Vettel and Leclerc were early retirements at the Red Bull Ring.

Ross Brawn says troubled Ferrari have a "long road" back to becoming a major Formula 1® force after they endured a nightmare Styrian Grand Prix.

Sebastian Vettel and Charles Leclerc were early retirements at the Red Bull Ring on Sunday after the Scuderia duo collided on the opening lap.

Leclerc apologised after he attempted to go down the inside of his team-mate at turn three but bounced up off the kerb, leading to his left rear wheel damaging the German's rear wing.

Ferrari fast-tracked front wing and rear diffuser upgrades onto both cars, but they could only qualify in 10th and 11th before things went from bad to worse in Spielberg.

Leclerc was second in the first race at the same circuit the previous weekend, but Formula 1® managing director Brawn says there will be no quick fix for the Italian team.

He wrote in his column on the F1® website: "The Styrian Grand Prix was another sensational racing spectacle with battles throughout the field – but it was a race weekend to forget for Ferrari, with their drivers committing a cardinal sin by colliding and forcing both cars out of the race in the opening laps.

"As a team boss, you never want to see that happen, but this will hurt Ferrari even more given they had worked hard to bring their upgraded aerodynamic package to Austria a week ahead of schedule – and the collision between Sebastian Vettel and Charles Leclerc has robbed them of a chance to analyse the new package.

"Charles was very good in accepting the blame for the accident but it doesn't help.
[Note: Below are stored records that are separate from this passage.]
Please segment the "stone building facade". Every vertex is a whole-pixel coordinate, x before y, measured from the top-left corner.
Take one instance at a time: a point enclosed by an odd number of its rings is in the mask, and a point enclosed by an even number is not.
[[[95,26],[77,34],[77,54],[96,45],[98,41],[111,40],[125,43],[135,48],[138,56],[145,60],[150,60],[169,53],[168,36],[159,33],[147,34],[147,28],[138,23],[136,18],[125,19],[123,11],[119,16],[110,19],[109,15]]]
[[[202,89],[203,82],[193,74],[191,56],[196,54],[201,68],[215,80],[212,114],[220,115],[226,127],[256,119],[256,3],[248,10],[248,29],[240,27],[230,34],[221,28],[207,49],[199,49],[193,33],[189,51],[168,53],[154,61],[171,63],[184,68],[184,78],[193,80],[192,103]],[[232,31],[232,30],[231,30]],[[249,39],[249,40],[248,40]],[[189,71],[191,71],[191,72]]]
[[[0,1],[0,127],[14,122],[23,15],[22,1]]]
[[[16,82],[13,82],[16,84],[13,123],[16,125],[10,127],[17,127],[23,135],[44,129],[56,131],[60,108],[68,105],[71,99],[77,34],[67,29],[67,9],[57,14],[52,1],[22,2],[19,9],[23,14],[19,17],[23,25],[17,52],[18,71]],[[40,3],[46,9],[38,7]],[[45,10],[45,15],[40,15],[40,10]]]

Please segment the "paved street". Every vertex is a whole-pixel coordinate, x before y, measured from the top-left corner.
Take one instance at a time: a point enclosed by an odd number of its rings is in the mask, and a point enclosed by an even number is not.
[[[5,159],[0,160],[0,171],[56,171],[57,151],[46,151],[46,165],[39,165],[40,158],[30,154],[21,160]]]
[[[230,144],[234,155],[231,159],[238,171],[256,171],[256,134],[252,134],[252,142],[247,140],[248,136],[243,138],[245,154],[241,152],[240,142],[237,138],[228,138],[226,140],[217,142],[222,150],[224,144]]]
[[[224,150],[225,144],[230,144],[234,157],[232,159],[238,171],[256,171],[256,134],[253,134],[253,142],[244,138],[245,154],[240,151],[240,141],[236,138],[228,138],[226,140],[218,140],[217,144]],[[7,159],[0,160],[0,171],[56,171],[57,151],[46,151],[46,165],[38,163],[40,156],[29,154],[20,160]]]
That said, it’s sport and these things can happen – and now it looks like the engineers back at the factory have a lot of work to do.

"One of the biggest problems for Ferrari is that of all the teams on the grid, they come under the closest scrutiny from the media, particularly in Italy.

"I know from my own experience that the media pressure in Italy can be incredibly intense, and you have to make sure it doesn't get to your people.

"The management have to cope with it and make sure the staff maintain the faith and stay focused on what needs to be done.

"They aren't going to turn it around overnight, and there's a long road ahead of them. They need to find out if there is a fundamental problem with the car – and they need to find out fast – because clearly they are some way off the pace."